When occupiers are in the market for commercial space, the square footage they are seeking – as well as the location – dictates the options available.
But as the process moves along, the specific square footage, which will be listed on the lease, begins to matter less and less, and how well the tenant will fit into that space matters more and more.
When a Square Foot Isn’t a Square Foot
While a square foot may seem like a very consistent unit of measurement, it becomes somewhat less so when looking at commercial real estate locations.
The standards by which properties are measured are created by the Building Owners and Managers Association (BOMA), and have been updated on a regular basis since the first Office Standard was published in 1915.
The most recent update – published last fall – included several updates. The most significant change in terms of offices specified that outdoor areas dedicated for one tenant’s use – such as a private roof deck or balcony on one of its floors – can be included in the rentable square footage of the space.
With multiple updates and modifications during the past 100+ years, the spaces a company may be considering might be measured using several different methodologies. And what was a 25,000 SF floor in 2005 might now be listed closer to 27,000 SF.
“The measured square footage of a particular floor or building will likely change multiple times over its lifetime as measurement standards are updated and modified,” says Lauria Brennan, a Senior Director at Cushman & Wakefield. “The specific number isn’t nearly as relevant as how a particular tenant will actually fit there.”
Multiple Factors Impact Fit
Once tenants reach a certain point in their decision-making process, they begin to work on fit plans to determine how they might lay out their space in each potential property option.
The most important factor is that each building – very obviously – has floors which vary widely in size and are laid out very differently. The same company looking at space at 28 State Street, which has a rectangular footprint, would lay out their office very differently at 175 Federal Street – which has more of a rhombus shape.
As an occupier works to develop their fit plan, their architect will need to account for the tenant’s needs in terms of meeting rooms, offices, and other features, as well as the placement of elevators, mechanical systems, columns, and other building factors.
If a tenant isn’t looking to take the entire floor or available block of space, the landlord may also factor into the discussion. Depending on the economics of the situation, a landlord may not be willing to pay for the subdivision of a floor. In that circumstance, the tenant can either use the excess space for additional conference space or other amenities, or look to sublease it on a short or long-term basis – a decision which needs to account for the company’s growth goals and projections.

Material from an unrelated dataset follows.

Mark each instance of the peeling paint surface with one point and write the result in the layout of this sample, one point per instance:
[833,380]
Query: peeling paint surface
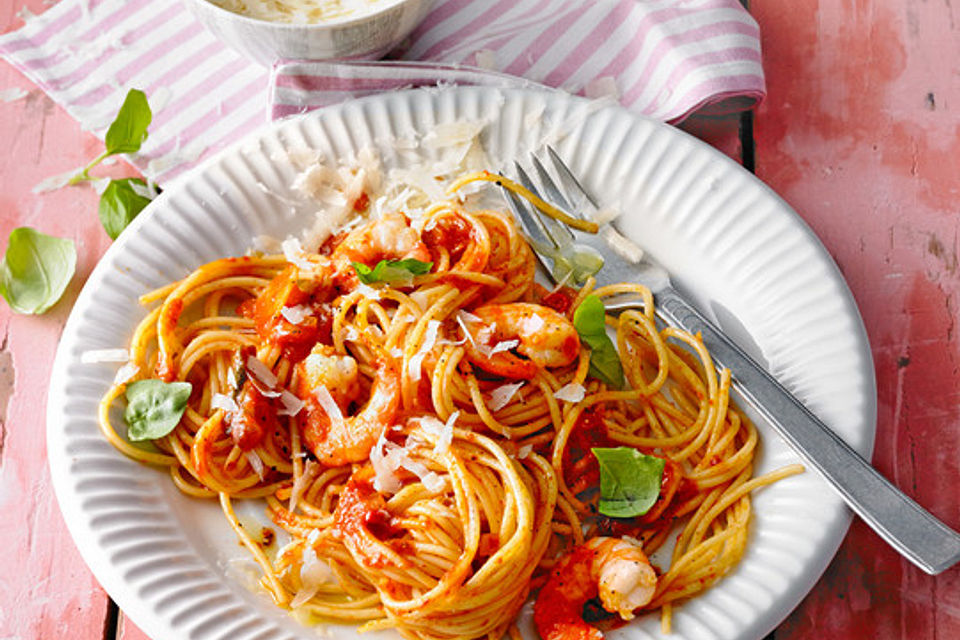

Focus on the Holistic View
While it’s important to understand how the square footage tenants are paying for is measured, the best way to fully evaluate different options is to look beyond the square footage of the space, and focus on the overall picture in terms of economics and workplace advantages each space may represent.
“When you come down to it, the decision needs to focus on the overall economics of the lease itself,” says Brennan. “Each option will have positives and negatives, and it’s up to the tenant and their commercial real estate broker to make the best decision.”